Populism and Democratic Institutional Design: Methods of Selecting Candidates for Chief Executive in the United States and Other Democracies

As part of the critique I’ve been developing in recent years (e.g., here) over the excessively populist direction of a number of post-1960s political “reforms,” I have turned my attention to raising questions about changes we’ve made to the presidential nomination process.

I wrote briefly about these changes to the nomination process for a popular audience before the 2016 general election (here).  I’ve now turned to a more comprehensive academic study of the general subject of how democracies nominate candidates for party leader and/or chief executive.  With Professor Stephen Gardbaum, I’ve posted this article, with the title above, which both describes the changes made in the 1970s to the process in the United States and shows how much of an outlier among democracies the “purely populist” method is that we now use in the United States.  Here is the abstract:

Donald Trump would most likely not be President but for the institutional change made in the 1970s, and analyzed here, in the nature of the presidential nomination process.

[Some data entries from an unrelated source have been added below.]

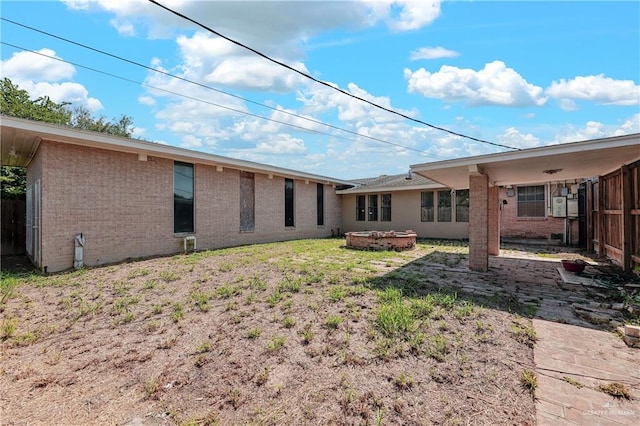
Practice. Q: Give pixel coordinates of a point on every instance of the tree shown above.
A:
(81, 119)
(16, 102)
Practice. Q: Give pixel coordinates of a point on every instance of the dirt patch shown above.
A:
(302, 332)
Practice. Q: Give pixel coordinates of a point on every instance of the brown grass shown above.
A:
(303, 332)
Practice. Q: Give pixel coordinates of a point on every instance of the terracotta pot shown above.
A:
(575, 266)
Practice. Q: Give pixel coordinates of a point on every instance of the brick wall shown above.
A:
(478, 225)
(405, 215)
(512, 226)
(124, 207)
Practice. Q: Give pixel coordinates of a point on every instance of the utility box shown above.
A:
(572, 208)
(559, 207)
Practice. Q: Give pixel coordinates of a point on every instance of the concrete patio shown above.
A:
(573, 357)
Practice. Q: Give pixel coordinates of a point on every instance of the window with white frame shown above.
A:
(531, 201)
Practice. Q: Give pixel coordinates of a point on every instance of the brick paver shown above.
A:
(596, 358)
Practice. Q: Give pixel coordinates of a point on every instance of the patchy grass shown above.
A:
(617, 390)
(283, 333)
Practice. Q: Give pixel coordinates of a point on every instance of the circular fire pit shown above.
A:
(381, 240)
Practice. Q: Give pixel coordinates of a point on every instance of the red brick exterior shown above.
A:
(478, 228)
(376, 240)
(512, 226)
(124, 206)
(493, 242)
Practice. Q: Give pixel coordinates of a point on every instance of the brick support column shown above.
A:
(478, 222)
(494, 221)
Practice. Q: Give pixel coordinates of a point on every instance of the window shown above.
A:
(182, 197)
(247, 202)
(320, 203)
(444, 206)
(462, 205)
(426, 206)
(360, 212)
(386, 208)
(373, 208)
(288, 202)
(531, 201)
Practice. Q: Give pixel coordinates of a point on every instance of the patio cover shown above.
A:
(567, 161)
(484, 174)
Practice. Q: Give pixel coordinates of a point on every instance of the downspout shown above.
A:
(78, 261)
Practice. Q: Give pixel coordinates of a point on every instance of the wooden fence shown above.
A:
(13, 227)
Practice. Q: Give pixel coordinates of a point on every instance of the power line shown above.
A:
(206, 87)
(310, 77)
(197, 99)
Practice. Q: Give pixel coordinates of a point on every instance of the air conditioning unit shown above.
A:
(559, 207)
(572, 208)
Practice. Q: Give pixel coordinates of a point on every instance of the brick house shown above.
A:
(129, 198)
(611, 207)
(120, 198)
(432, 210)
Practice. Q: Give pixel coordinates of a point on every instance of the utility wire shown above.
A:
(290, 68)
(209, 88)
(197, 99)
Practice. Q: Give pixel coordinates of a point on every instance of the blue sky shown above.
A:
(521, 74)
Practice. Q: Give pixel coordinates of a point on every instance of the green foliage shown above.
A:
(81, 119)
(16, 102)
(14, 182)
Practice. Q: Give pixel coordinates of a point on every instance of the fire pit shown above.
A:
(381, 240)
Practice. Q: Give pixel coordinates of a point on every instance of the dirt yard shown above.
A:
(303, 332)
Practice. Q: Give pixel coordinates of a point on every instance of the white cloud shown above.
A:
(74, 93)
(255, 74)
(42, 76)
(495, 84)
(138, 132)
(147, 100)
(281, 144)
(595, 88)
(33, 66)
(273, 26)
(124, 28)
(190, 141)
(631, 125)
(595, 130)
(513, 138)
(432, 53)
(404, 15)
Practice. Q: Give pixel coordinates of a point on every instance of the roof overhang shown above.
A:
(568, 161)
(19, 141)
(364, 190)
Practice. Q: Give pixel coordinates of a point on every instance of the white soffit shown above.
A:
(20, 139)
(550, 163)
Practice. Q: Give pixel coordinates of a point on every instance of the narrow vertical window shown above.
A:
(531, 201)
(373, 208)
(288, 203)
(462, 205)
(247, 202)
(385, 211)
(426, 206)
(182, 197)
(320, 203)
(444, 206)
(360, 211)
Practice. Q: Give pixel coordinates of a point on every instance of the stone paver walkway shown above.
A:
(571, 363)
(573, 357)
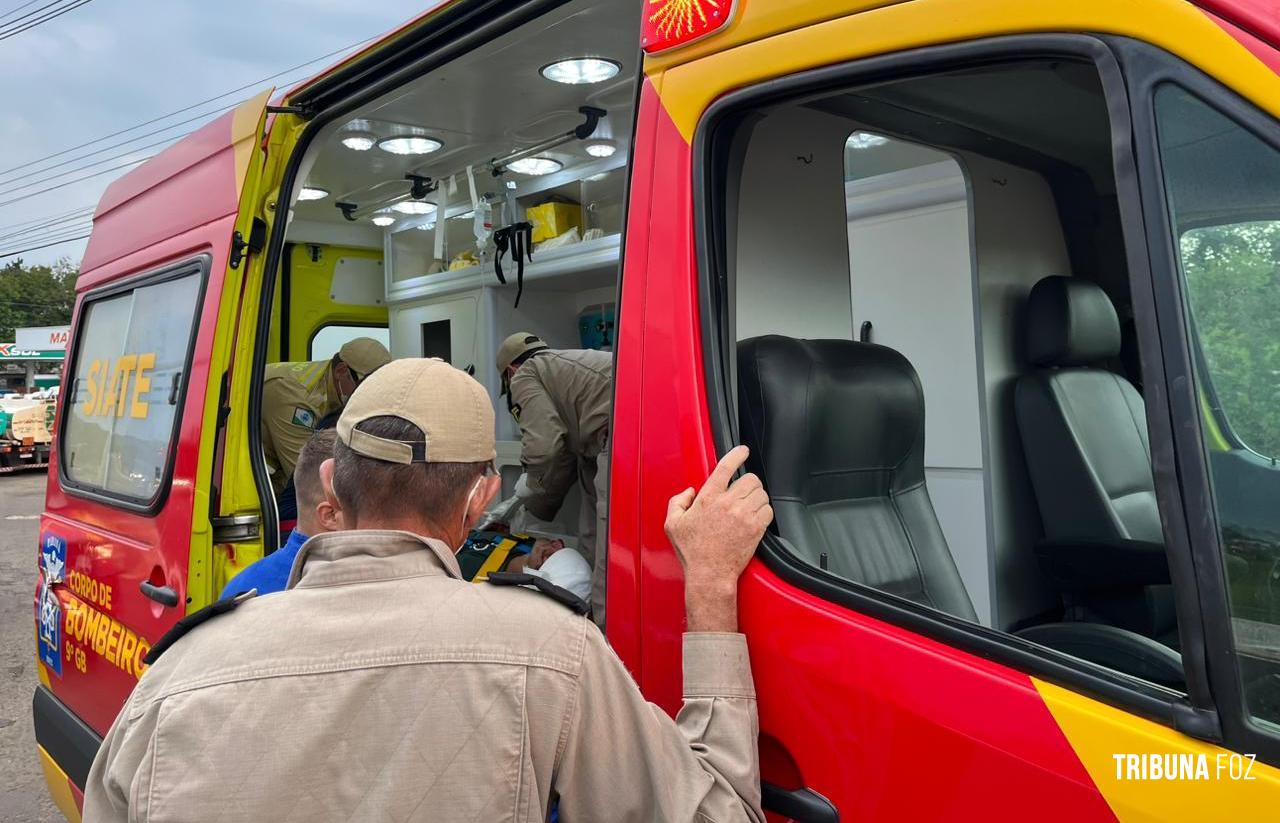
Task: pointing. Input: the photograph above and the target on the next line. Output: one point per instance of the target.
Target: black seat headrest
(1070, 323)
(830, 420)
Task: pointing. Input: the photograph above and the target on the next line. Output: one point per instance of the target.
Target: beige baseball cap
(511, 350)
(364, 355)
(447, 403)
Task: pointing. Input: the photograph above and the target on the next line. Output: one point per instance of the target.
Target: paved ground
(23, 798)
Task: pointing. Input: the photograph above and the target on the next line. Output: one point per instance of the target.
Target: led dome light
(414, 206)
(581, 71)
(535, 165)
(865, 140)
(359, 141)
(410, 145)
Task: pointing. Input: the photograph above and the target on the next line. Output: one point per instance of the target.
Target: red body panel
(906, 707)
(188, 184)
(110, 545)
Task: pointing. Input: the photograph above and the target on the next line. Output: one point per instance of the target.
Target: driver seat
(836, 430)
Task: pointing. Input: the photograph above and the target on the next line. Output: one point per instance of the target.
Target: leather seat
(836, 431)
(1084, 434)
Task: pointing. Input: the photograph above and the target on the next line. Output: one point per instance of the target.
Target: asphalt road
(23, 798)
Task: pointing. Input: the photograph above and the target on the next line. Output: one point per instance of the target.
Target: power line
(184, 109)
(30, 14)
(123, 165)
(48, 224)
(90, 165)
(48, 216)
(123, 142)
(23, 251)
(56, 13)
(48, 238)
(10, 12)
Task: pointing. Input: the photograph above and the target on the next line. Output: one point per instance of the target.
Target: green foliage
(36, 296)
(1233, 275)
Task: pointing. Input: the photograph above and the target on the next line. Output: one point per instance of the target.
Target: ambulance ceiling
(488, 103)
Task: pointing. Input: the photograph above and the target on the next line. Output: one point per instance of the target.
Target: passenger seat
(836, 431)
(1084, 435)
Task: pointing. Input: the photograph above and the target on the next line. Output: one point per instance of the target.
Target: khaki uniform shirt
(562, 399)
(384, 687)
(295, 398)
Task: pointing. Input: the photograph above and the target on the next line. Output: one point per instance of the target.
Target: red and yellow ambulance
(988, 286)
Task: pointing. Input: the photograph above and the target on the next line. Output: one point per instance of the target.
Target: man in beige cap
(297, 396)
(402, 693)
(562, 399)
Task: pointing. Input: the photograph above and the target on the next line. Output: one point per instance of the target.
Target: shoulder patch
(563, 597)
(196, 618)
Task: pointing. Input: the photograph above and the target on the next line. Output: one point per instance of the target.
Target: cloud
(109, 65)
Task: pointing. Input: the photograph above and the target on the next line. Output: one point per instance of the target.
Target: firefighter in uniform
(562, 398)
(403, 693)
(297, 396)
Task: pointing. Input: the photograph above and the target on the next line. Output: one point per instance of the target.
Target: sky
(112, 64)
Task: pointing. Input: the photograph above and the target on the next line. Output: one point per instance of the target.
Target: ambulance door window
(1223, 186)
(132, 351)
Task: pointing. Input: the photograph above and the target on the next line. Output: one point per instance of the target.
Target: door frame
(1146, 69)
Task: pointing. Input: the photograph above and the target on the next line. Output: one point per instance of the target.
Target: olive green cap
(364, 355)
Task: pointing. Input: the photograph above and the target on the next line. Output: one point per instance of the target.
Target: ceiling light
(865, 140)
(535, 165)
(581, 71)
(410, 145)
(359, 141)
(414, 206)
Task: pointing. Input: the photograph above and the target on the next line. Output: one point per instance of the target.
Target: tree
(36, 296)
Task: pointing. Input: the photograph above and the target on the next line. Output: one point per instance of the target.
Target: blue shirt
(272, 572)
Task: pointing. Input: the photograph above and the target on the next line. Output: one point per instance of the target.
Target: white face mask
(466, 510)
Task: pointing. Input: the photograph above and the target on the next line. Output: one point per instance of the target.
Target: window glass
(128, 374)
(327, 342)
(1224, 197)
(885, 248)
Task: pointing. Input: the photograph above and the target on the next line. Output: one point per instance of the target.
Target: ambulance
(990, 287)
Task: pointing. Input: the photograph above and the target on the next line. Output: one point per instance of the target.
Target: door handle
(803, 805)
(164, 595)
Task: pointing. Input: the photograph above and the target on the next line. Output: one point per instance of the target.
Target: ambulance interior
(909, 222)
(382, 238)
(913, 220)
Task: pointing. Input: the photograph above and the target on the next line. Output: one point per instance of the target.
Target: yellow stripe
(494, 561)
(1097, 732)
(247, 123)
(59, 786)
(1171, 24)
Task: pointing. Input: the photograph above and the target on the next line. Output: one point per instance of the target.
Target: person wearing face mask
(297, 396)
(401, 691)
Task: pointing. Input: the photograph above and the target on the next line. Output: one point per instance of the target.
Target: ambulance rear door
(129, 476)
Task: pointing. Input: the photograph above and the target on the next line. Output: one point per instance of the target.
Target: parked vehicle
(987, 286)
(26, 433)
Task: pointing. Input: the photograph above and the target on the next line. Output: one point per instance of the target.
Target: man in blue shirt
(315, 516)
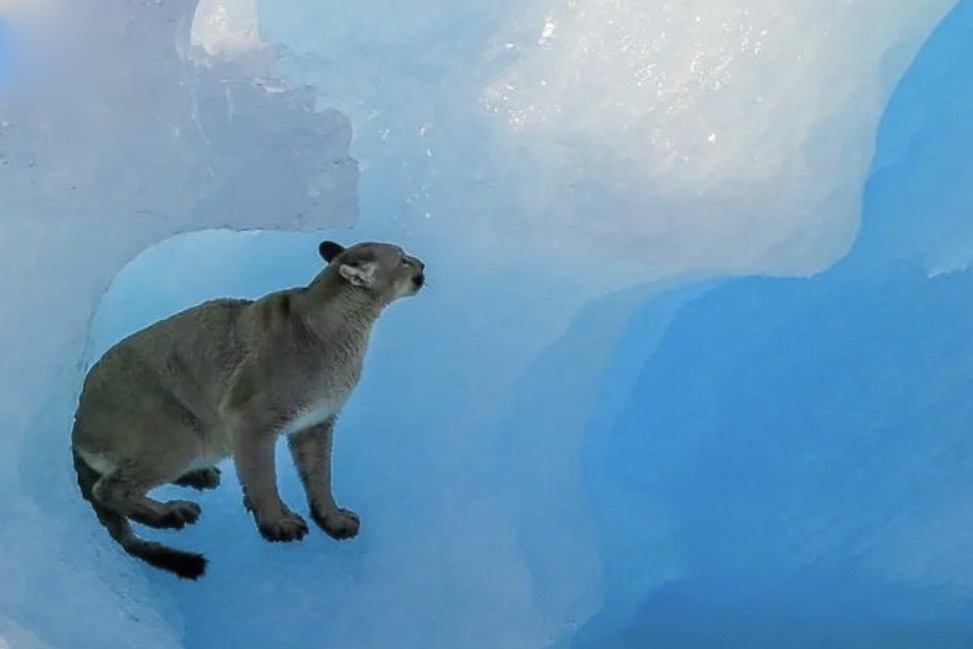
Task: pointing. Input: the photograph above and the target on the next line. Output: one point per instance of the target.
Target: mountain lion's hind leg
(123, 492)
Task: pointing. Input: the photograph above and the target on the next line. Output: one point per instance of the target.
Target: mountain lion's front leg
(311, 450)
(254, 460)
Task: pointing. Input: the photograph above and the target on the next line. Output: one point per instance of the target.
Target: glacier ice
(549, 448)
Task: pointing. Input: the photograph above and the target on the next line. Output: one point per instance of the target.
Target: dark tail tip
(186, 565)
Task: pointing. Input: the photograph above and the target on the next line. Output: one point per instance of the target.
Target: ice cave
(693, 368)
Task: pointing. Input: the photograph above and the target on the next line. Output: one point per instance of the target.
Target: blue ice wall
(754, 472)
(799, 452)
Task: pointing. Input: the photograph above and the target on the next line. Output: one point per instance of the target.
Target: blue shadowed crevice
(6, 55)
(811, 440)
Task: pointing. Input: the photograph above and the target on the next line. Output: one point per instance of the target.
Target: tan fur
(226, 378)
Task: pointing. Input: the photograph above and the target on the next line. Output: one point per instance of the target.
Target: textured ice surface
(542, 157)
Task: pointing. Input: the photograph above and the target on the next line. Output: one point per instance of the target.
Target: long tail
(187, 565)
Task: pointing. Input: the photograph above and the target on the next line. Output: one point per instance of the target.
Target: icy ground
(692, 370)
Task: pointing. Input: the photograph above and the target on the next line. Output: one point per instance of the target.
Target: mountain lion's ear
(360, 274)
(329, 250)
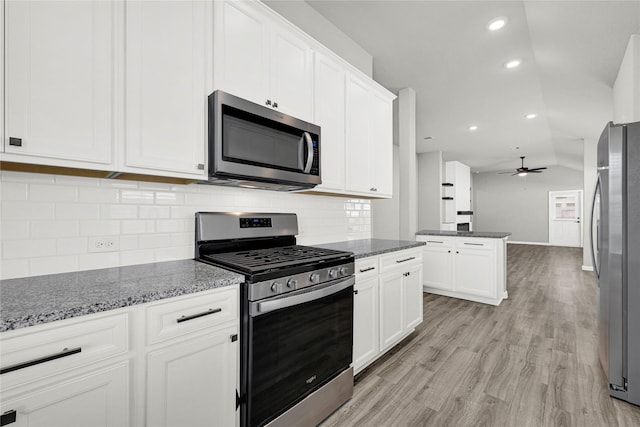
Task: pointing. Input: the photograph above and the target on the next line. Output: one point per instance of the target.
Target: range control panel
(255, 222)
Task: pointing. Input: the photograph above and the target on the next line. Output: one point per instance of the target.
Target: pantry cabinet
(465, 267)
(261, 60)
(60, 73)
(166, 74)
(387, 304)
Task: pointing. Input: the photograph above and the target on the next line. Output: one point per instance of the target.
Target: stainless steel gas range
(296, 310)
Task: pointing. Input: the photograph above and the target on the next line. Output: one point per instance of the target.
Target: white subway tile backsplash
(21, 210)
(137, 197)
(99, 228)
(47, 220)
(14, 191)
(55, 228)
(52, 265)
(52, 193)
(72, 246)
(12, 268)
(77, 211)
(98, 195)
(118, 211)
(14, 229)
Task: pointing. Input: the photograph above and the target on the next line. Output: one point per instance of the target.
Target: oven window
(295, 350)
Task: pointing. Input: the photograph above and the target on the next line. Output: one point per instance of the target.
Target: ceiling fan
(522, 171)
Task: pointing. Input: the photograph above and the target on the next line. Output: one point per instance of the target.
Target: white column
(407, 163)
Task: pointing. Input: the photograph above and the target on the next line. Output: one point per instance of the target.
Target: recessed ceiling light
(497, 23)
(513, 63)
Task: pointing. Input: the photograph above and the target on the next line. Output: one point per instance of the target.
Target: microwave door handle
(309, 163)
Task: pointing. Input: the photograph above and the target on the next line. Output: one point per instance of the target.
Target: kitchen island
(469, 265)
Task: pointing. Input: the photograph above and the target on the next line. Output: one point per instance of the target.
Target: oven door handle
(259, 308)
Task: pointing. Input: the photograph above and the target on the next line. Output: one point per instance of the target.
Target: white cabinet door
(241, 50)
(329, 103)
(98, 398)
(193, 382)
(365, 322)
(437, 268)
(413, 297)
(59, 77)
(358, 136)
(166, 96)
(391, 309)
(475, 272)
(382, 145)
(291, 74)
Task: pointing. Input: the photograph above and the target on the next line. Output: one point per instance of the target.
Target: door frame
(551, 212)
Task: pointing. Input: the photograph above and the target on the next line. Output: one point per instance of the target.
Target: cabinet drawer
(400, 258)
(189, 314)
(476, 243)
(437, 241)
(366, 267)
(41, 351)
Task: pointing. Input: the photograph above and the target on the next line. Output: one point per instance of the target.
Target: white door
(193, 382)
(565, 218)
(166, 76)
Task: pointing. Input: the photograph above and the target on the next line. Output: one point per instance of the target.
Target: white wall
(386, 212)
(430, 172)
(519, 204)
(47, 221)
(320, 28)
(626, 89)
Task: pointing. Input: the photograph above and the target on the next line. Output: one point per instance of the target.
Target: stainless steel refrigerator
(615, 243)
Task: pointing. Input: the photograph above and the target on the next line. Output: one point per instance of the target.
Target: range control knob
(276, 287)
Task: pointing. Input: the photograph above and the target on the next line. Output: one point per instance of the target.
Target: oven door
(297, 343)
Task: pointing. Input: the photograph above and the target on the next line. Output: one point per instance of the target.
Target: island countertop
(369, 247)
(35, 300)
(484, 234)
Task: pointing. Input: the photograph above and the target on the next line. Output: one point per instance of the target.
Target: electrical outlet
(104, 244)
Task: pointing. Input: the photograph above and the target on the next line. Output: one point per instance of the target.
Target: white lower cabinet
(465, 267)
(387, 305)
(172, 362)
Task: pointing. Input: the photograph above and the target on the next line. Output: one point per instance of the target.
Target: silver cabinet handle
(195, 316)
(64, 353)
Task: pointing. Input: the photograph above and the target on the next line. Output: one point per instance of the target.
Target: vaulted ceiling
(570, 52)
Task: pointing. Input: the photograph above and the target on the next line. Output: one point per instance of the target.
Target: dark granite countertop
(486, 234)
(369, 247)
(34, 300)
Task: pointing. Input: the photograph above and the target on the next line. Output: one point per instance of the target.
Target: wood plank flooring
(532, 361)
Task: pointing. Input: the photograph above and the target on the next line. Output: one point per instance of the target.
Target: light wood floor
(532, 361)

In the 1970s, the United States shifted almost overnight from the methods that had been used for nearly 200 years to select party nominees, in which official representatives of the political parties played the major role in deciding the parties’ candidates for President, to a purely populist mode (primaries and caucuses) for selecting presidential nominees. This article explores the contrast between nomination processes that entail a central role for “peer review” – in which party leaders have a central voice in the selection of their parties’ nominees – and purely populist selection methods, such as currently used in the United States, in which ordinary voters completely control the selection of nominees and party figures have no special role.

The first half of the article is historical and focuses on the United States. The second half is comparative and explores how other major democracies structure the process of choosing party leaders and candidates for chief executive. In the historical sections, we seek to show both how radical the change was that was made in the 1970s and yet how accidental, contingent, and inadvertent this transformation was. The “framers” of these changes did not actually intend to create the system with which we ended up, in which the primaries and caucuses completely determine the parties’ nominees. The comparative sections show that the U.S. system is an extreme outlier among major democracies: in no other democracy is the selection completely controlled by the mass of ordinary voters. Most other democracies use systems of pure peer review to select candidates for chief executive; or use systems that mix elements of peer review with popular participation; and in other ways continue to give official representatives of the parties much greater say than in the United States over the selection of the parties’ nominees for Chief Executive.

The institutional design through which democracies choose nominees who compete to become a nation’s Chief Executive is among the most consequential features in the design of democratic elections. Yet there is surprisingly little scholarship that explores this issue in detail. This article also contributes to the general analysis of the rise of populist politics in many democracies today by showing how the institutional design for how party nominees are chosen can enable or constrain how easily and quickly populist political forces are able to capture control of government.